He kept his past secret from his partner and was let out by a mental health tribunal in 1997 on condition that he agree to supervision in the community and to alert doctors and social workers if he formed any new relationships, something he repeatedly failed to do.

Johnson’s lawyer, Annette Henry, said the mental health tribunal’s condition on Johnson’s release was flawed as it relied on “self-reporting” any new relationship. “This was a dilemma and the tribunal found it was fraught with difficulty in trying to monitor,” she said.

Johnson is not an isolated case.
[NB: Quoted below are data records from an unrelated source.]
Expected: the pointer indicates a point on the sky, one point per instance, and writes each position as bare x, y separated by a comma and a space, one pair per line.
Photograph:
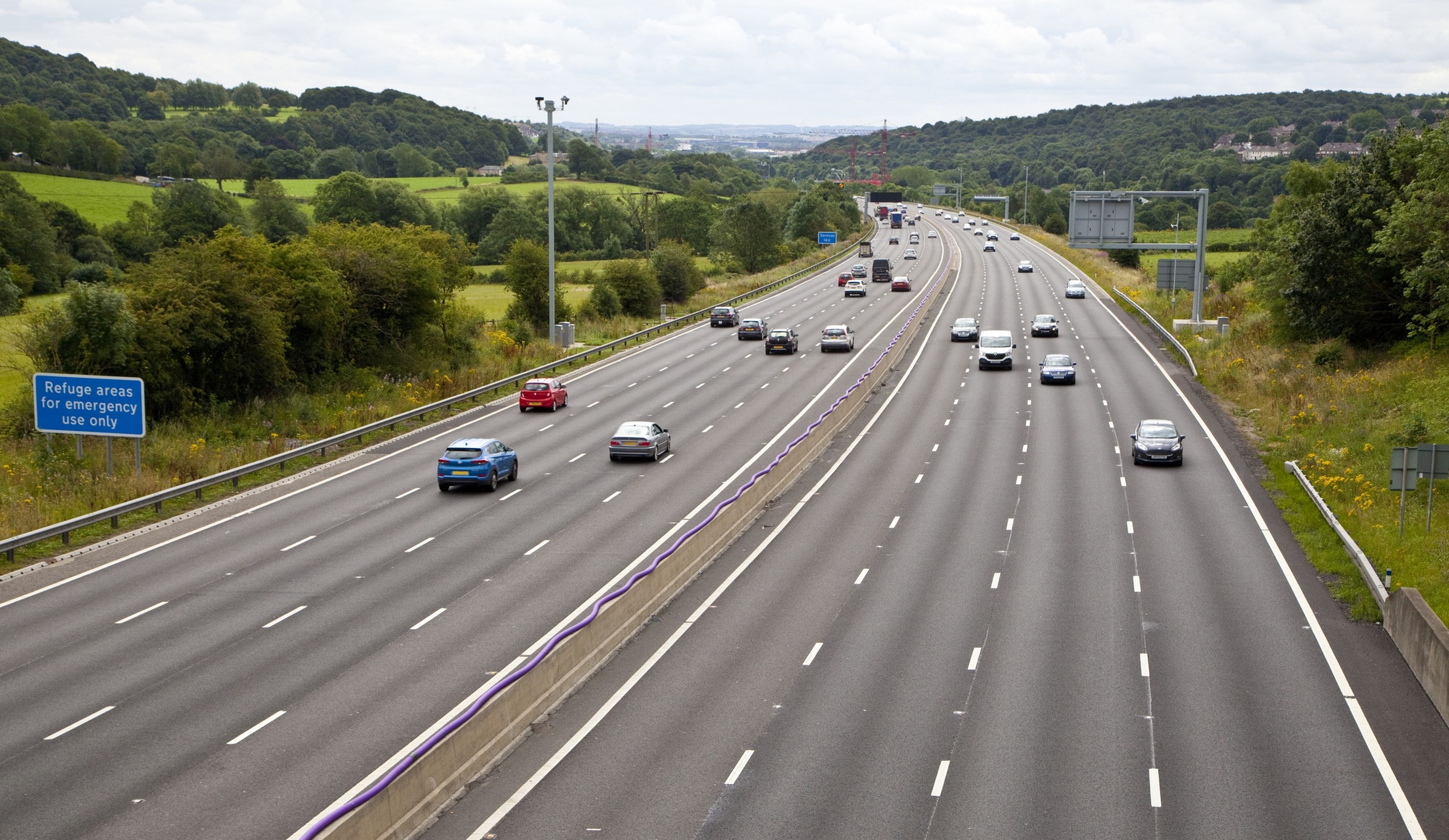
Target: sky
758, 61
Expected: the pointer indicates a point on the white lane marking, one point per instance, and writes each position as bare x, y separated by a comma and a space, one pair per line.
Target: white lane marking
143, 613
248, 733
740, 768
434, 614
285, 616
941, 778
82, 722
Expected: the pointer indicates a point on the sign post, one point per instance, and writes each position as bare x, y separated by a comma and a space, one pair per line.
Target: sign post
82, 405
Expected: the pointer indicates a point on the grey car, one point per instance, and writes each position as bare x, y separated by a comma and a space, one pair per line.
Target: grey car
640, 439
1157, 442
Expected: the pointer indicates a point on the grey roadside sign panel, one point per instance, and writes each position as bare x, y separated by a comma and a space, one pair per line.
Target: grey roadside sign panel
1177, 274
83, 405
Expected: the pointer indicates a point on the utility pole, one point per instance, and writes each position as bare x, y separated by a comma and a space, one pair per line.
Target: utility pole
548, 108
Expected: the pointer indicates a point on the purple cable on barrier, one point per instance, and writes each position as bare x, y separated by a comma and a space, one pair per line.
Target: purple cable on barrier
558, 638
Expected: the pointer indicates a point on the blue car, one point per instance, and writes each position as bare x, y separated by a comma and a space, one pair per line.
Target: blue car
479, 461
1058, 370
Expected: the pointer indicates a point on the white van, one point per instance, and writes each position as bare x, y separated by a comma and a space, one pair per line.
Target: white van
995, 350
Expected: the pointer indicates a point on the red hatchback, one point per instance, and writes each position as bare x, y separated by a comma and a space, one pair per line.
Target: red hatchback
543, 395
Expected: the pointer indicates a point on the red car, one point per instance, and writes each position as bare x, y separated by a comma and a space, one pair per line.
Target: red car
543, 395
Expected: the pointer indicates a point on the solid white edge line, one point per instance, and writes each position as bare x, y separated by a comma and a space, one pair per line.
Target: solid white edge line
941, 778
624, 690
1386, 771
285, 616
143, 613
248, 733
740, 768
80, 723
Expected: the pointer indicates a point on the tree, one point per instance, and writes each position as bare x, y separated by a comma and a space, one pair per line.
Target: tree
676, 271
274, 215
635, 284
348, 199
750, 234
195, 212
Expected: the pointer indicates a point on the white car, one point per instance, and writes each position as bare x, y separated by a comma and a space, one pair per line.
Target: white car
837, 338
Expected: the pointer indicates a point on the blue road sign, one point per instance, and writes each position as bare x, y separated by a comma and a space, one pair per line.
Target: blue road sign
77, 405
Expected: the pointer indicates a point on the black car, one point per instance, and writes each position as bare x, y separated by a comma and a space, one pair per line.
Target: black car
1157, 442
786, 341
725, 316
1045, 326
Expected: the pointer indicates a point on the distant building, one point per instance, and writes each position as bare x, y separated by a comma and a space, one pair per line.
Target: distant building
1351, 150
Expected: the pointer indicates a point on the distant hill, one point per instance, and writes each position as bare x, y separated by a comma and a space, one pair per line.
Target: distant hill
1160, 144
Liliya Breha, the mother of a five-year-old boy beaten to death by her boyfriend, Marvyn Iheanacho, was never warned by probation officials that he had a history of domestic violence and had once tried to strangle a child.

Harry Fletcher, of the Victims Rights Campaign, which is leading calls for change to the laws on domestic violence disclosure, said he knew of many cases where women were unaware of the violent histories of their partners.

Theodore Johnson pleaded guilty to murdering his former girlfriend. He had previously been convicted of throwing his wife her off a balcony and strangling another former partner.

In 2016, according to the latest figures available, 113 women were killed by men in England, Wales and Northern Ireland – and 90% knew their killer, according to the latest Femicide Census. The British Crime Survey estimates 1.3 million women suffered domestic abuse in the year to March 2016. Over the same period there were just over 100,000 domestic abuse prosecutions.

Under “Clare’s law”, the domestic violence disclosure scheme introduced in 2014, police can inform a woman of a new partner’s past, but this depends on a woman making an inquiry.

“In a number of recent disturbing cases, women entering into new relationships have found out in tragic circumstances that their new partner has previous convictions for violence, even murder,” Fletcher said. “Victims can refer to Clare’s law and ask the police in specific circumstances if the potential partner has any relevant criminal convictions. However, not surprisingly, that power is rarely used.”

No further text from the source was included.